In a week that for me was very introspective and reflective – I realized that months ago (with some help) I was able to symbolically close off on another chapter in my life – but at the time I let the moment go. I think part of the reason the symbolism was lost on me is because it was more of a symbolic holding on – and not a fear of letting go. Still, as I learned from a blog I was just introduced to, holding on and letting go can come up and get you at random moments.
The moment I’m talking about is when I cleaned out Risa’s closet over the summer.
When we moved into our house – one of the attractive features to her at the time was the pair of walk in closets in the master bedroom. And she filled hers to the max. But there was always a door there, and for the most part to me was out of sight, out of mind. Even though it took me nearly four full years to empty it out – it was never a fear of letting go that stopped me. It was simply out of sight, out of mind.
But for others looking in – I can understand why they would imagine I was holding on to avoid letting go. I think now after Laura Fahrenthold’s blog on it, I can at least sort of understand what others were thinking.

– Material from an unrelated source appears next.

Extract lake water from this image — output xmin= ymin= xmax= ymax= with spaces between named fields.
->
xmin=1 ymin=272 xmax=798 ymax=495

When you’re the only parent in the house – I think there is a tone you have to set in the house. In the days after Risa passed I pulled out pictures and other things. In the days after the funeral, I took them all down and put a few pictures into the girls’ rooms – but I did not create a shrine. Her closet was never meant to be a shrine either. Just one of the things that would one day get checked off the list.
For a few months ago, that item is done. It was never a matter of holding on or letting go for me – it was a matter of getting to that item on the checklist – and getting it done. Memories are for holding onto. Things are for letting go – the memories don’t live there anyway.